Une
journée dans la vie de Vercors en 1991
L'entretien
avec Jean-Luc Delblat que Vercors accepta
en avril 1991, deux mois avant son décès, fourmille
de détails concrets sur l'emploi du temps journalier
de l'écrivain dans son appartement du Quai des Orfèvres
à Paris. Si Vercors habitait depuis 3 ans exclusivement
dans la capitale, il avait les mêmes habitudes lorsqu'il
se rendait chaque année dans son Moulin des Iles en
Seine et Marne entre avril et novembre (voir ma
page sur ses
lieux de vie). Il s'agit d'une journée-type,
hors voyages personnels et/ou professionnels et hors réunions
pour les nombreuses instances culturelles et politiques
auxquelles il appartenait.
Certes, Vercors est un vieux monsieur
en 1991, il a ralenti ses activités professionnelles
hors composition de récits et d'articles, mais on peut
se dire qu'il avait l'habitude de ce type de journées depuis
des années. Cette journée-type doit d'ailleurs se répéter
bien plus fréquemment depuis son retrait de la scène
publique. Après sa période intense de grande figure
de la Résistance intellectuelle qui le projeta dans
les multiples activités propres à la vie publique
d'un artiste engagé, il fut volontairement plus absent
de l'engagement dans la cité des intellectuels, il fut
aussi moins demandé dans ce rôle. Ainsi la frénésie
de la vie publique s'estompa progressivement pour lui
à partir des années 60, encore plus à partir des années
70, au point de moins empiéter sur son temps d'écriture,
au point d'augmenter la fréquence de cette journée-type
dont il parle dans son entretien avec Jean-Luc Delblat.

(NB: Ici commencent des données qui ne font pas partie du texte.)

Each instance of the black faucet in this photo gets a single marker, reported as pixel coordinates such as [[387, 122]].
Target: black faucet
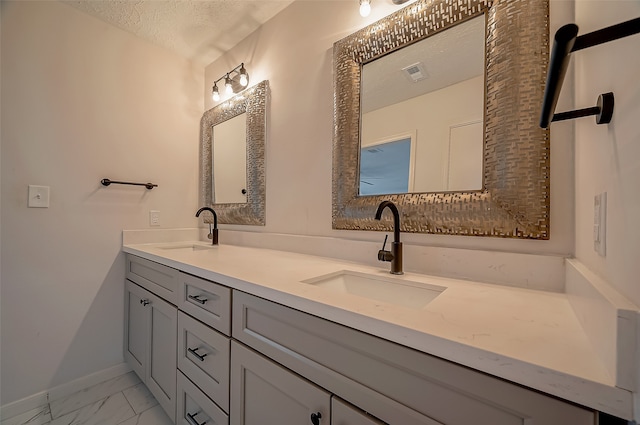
[[395, 255], [213, 232]]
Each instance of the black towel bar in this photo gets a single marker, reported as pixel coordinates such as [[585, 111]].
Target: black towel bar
[[565, 42], [107, 182]]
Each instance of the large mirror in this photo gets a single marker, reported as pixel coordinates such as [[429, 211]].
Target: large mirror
[[422, 115], [232, 149], [512, 198]]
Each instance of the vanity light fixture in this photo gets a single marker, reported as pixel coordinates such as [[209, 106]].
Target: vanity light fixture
[[365, 8], [235, 81], [228, 88]]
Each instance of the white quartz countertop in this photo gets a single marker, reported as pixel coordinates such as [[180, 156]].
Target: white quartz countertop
[[525, 336]]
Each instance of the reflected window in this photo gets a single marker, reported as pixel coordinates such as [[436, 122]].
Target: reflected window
[[385, 168]]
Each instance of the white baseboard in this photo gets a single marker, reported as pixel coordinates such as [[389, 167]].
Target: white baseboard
[[18, 407], [41, 398]]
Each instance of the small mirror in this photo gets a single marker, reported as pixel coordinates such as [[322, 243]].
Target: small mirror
[[230, 161], [232, 151], [423, 115]]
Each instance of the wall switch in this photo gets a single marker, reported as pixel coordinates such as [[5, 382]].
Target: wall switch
[[38, 196], [154, 218], [600, 223]]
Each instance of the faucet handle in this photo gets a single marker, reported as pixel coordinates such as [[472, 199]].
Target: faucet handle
[[384, 255]]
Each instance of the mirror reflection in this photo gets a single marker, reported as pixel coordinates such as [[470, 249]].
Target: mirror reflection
[[230, 161], [423, 115]]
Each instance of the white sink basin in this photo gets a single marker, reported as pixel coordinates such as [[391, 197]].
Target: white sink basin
[[188, 247], [379, 288]]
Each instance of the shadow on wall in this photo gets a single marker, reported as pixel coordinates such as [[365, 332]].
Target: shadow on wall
[[87, 346]]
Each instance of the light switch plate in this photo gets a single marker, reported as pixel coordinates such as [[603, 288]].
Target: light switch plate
[[38, 196], [154, 218]]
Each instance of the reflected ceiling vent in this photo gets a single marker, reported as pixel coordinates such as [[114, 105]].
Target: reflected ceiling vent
[[415, 72]]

Je restitue les éléments-clés ci-après:
"Avez-vous un endroit
favori pour écrire ?
- Le lit... (rires). Mais je
ne suis pas le seul! J'écris au lit tous les matins, très
régulièrement, de huit heures à l'heure du déjeuner... quand
ma femme m'appelle (nouveau rire).
- Et d'une ambiance
particulière pour travailler ?
- Absolument pas. Je
travaille chez moi ou à l'hôtel. Lorsque je ne peux pas être
dans un lit, il m'arrive d'écrire dans un endroit public. Le
bruit ne me dérange pas.
- Comment vous
installez-vous quand vous êtes dans votre lit ?
- J'installe un pupitre sur
mon lit et je prends ma plume. J'ai eu très longtemps un
Parker et puis je me suis mis au Bic il y a
quelques années. Je ne m'y suis jamais habitué tout à fait,
parce qu'il fallait trop appuyer pour que l'encre s'imprime à
mon goût sur le papier. Dernièrement, j'ai découvert un
feutre, avec une pointe de nylon et de la vraie encre. Il me
convient tout à fait...
- Avez-vous des moments
préférés pour écrire ?
- J'écris tous les matins,
dimanches et jours fériés compris! (rires). Il faut que
j'écrive une page tous les matins : c'est essentiel.

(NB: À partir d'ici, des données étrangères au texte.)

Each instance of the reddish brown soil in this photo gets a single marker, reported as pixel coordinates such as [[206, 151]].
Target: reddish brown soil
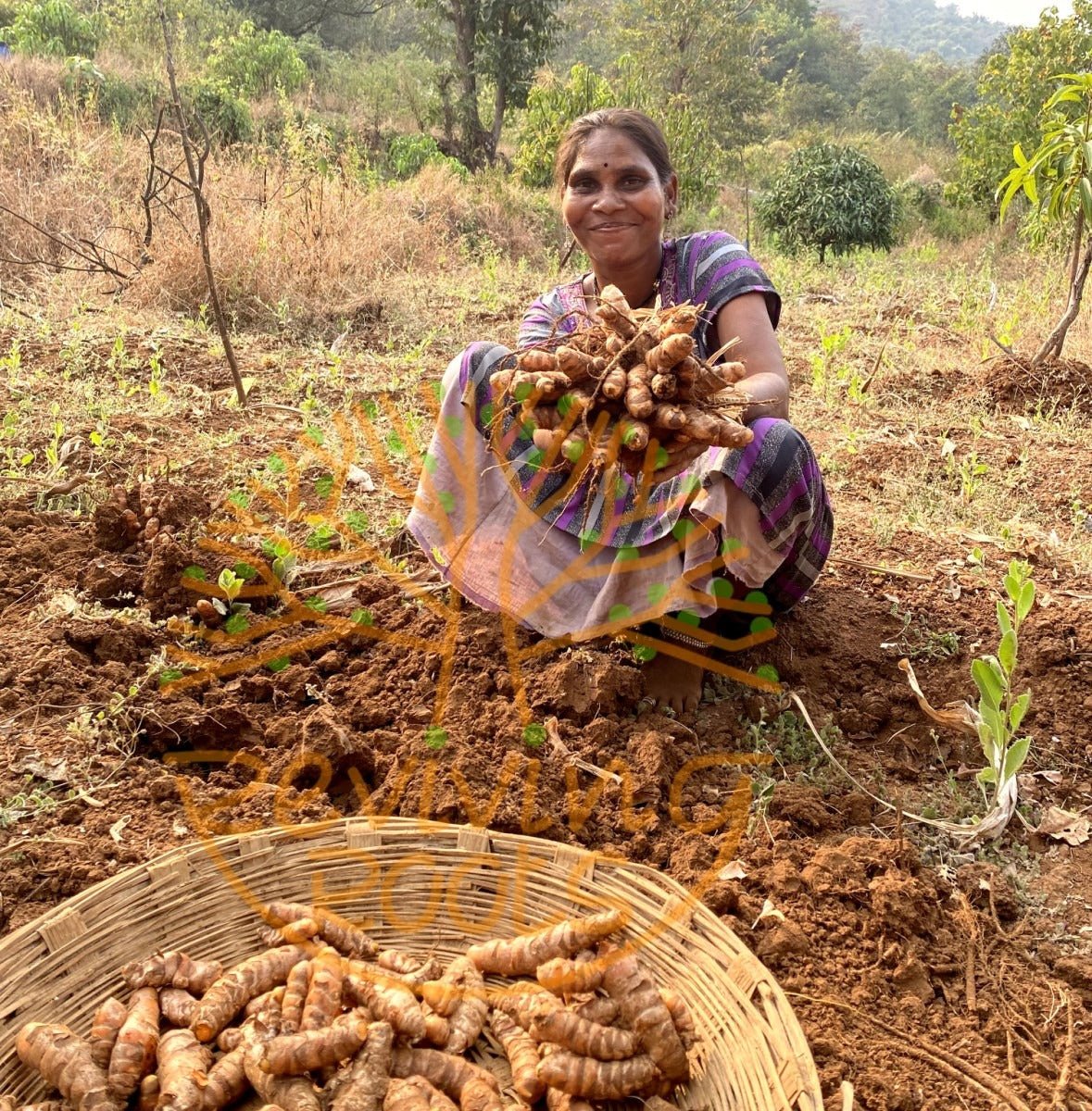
[[926, 977]]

L'après-midi, je fais autre chose, mais tous les matins j'ai
une page de papier blanc devant moi. Le soir, je ne me couche
jamais avant minuit : j'aime me garder le plus d'heures
possibles de veillée, car je n'ai plus beaucoup de temps
devant moi...
- A vous entendre, on a
l'impression que l'écriture est une astreinte...

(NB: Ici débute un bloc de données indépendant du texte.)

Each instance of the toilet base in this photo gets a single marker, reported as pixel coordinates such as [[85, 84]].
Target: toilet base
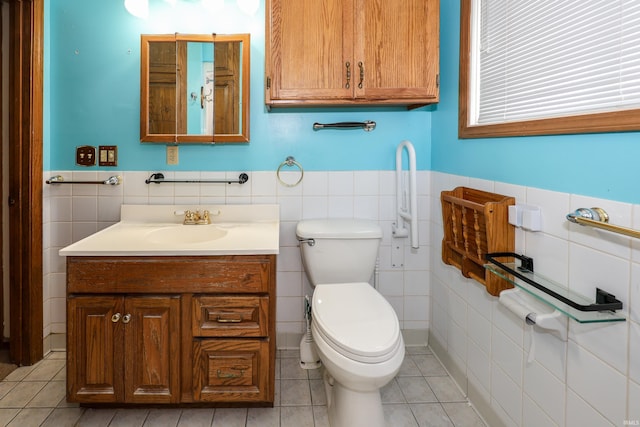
[[348, 408]]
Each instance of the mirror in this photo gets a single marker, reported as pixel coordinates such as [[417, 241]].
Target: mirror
[[194, 88]]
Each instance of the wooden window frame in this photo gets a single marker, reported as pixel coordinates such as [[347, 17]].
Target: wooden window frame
[[619, 121]]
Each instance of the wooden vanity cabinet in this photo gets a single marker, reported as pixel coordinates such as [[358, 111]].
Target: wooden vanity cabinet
[[343, 52], [167, 330], [121, 349]]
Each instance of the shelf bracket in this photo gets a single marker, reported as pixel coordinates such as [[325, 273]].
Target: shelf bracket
[[604, 300]]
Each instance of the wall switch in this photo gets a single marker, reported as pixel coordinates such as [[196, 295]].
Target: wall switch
[[172, 154], [86, 155], [108, 155]]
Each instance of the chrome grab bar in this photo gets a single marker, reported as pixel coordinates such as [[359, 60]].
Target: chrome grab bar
[[158, 178], [310, 242], [367, 125], [59, 179], [598, 217]]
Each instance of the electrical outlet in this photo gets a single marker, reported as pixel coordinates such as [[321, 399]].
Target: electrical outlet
[[108, 155], [86, 155], [172, 154]]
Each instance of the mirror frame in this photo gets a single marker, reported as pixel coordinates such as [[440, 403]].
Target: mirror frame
[[146, 136]]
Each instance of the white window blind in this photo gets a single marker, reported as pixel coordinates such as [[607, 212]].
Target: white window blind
[[553, 58]]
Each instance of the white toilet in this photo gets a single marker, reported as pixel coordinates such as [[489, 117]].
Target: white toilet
[[355, 329]]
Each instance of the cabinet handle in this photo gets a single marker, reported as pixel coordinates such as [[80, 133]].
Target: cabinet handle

- C'est une astreinte en ce
sens que, si je m'arrêtais d'écrire trop longtemps, je ne sais
pas si je recommencerais. Alors je me méfie de ma paresse...
Dès que j'ai terminé un roman, j'en commence un autre ou bien
j'écris un article.
- Si je comprends bien,
vous ne connaissez pas le syndrome de la feuille blanche...
- Bien sûr, ça m'arrive!
Mais comme je me suis donné une discipline, je ne m'affole
pas. Si ma plume se comporte mal, j'écris quand même, quitte à
déchirer la page le lendemain, ou bien à la corriger si elle
n'est pas si mauvaise. Mais je n'ai pas d'angoisses.
[...]
- Vous paraissez assez
isolé. Est-ce dû aux exigences de votre travail?
- Non. J'ai tous mes
après-midi pour faire ce que je veux! (sourire). Depuis
quelques années, je ne sors plus beaucoup, mais auparavant, je
passais une grande partie de mon temps à la campagne où j'aime
bien bricoler autour du bois - et j'avais de quoi faire; j'ai
été menuisier pendant la Guerre et j'ai même construit des
bateaux. Et puis j'ai voyagé énormément. A Paris, je vais
souvent au cinéma, au théâtre, voir des expositions ou des
amis. Je suis tout à fait libre!"
Je ne m'appesantirai pas sur les
rituels et les manies de Vercors. Avoir le même stylo,
des manies récurrentes, presque superstitieuses, n'est
pas l'apanage de notre écrivain.
Je souhaite surtout étudier sa description
d'une journée-type, ainsi que le ressort de son
travail.
Le cadre général de son quotidien
se déroule de manière immuable:
- Travail littéraire le matin, de
8h jusqu'au moment de déjeuner
- Déjeuner
- Après-midi d'activités diverses
en fonction de l'envie du moment
- Dîner
- Aller dormir à minuit
Ecrire consiste ainsi à relire les
pages écrites la veille, à poursuivre le récit inachevé,
à corriger, remanier, raturer. Ce travail dure entre
4 et 5h au maximum. Vercors se mettait donc à l'ouvrage
entre 28h et 35h chaque semaine. Ecrire est une activité
solitaire, un repli sur soi hors du monde pour se glisser
dans un monde fictif. Si Vercors préférait travailler
confortablement dans son lit, il lui arrivait aussi
souvent de se mettre à son bureau, face à la nature,
quand il habitait encore son Moulin des Iles de 1950
à 1988:
![](bureau_Vercors.jpg)
Bureau
de Vercors dans son Moulin des Iles en Seine et
Marne, entre 1950 et 1988
On comprend également que, même en
voyage, même dans d'autres conditions, Vercors s'astreignait
à écrire.
Dans ses périodes de sédentarité,
au loisir studieux matinal succédaient des activités
à forte teneur intellectuelle qu'il se choisissait au
gré de ses envies et de la programmation culturelle
de Paris. Antérieurement, dans sa maison de campagne,
Vercors s'adonnait à des activités manuelles, en particulier
à la construction de ses voiliers dès l'entre-deux-guerres
(Voir ma page sur les
périples maritimes de Vercors en Bretagne).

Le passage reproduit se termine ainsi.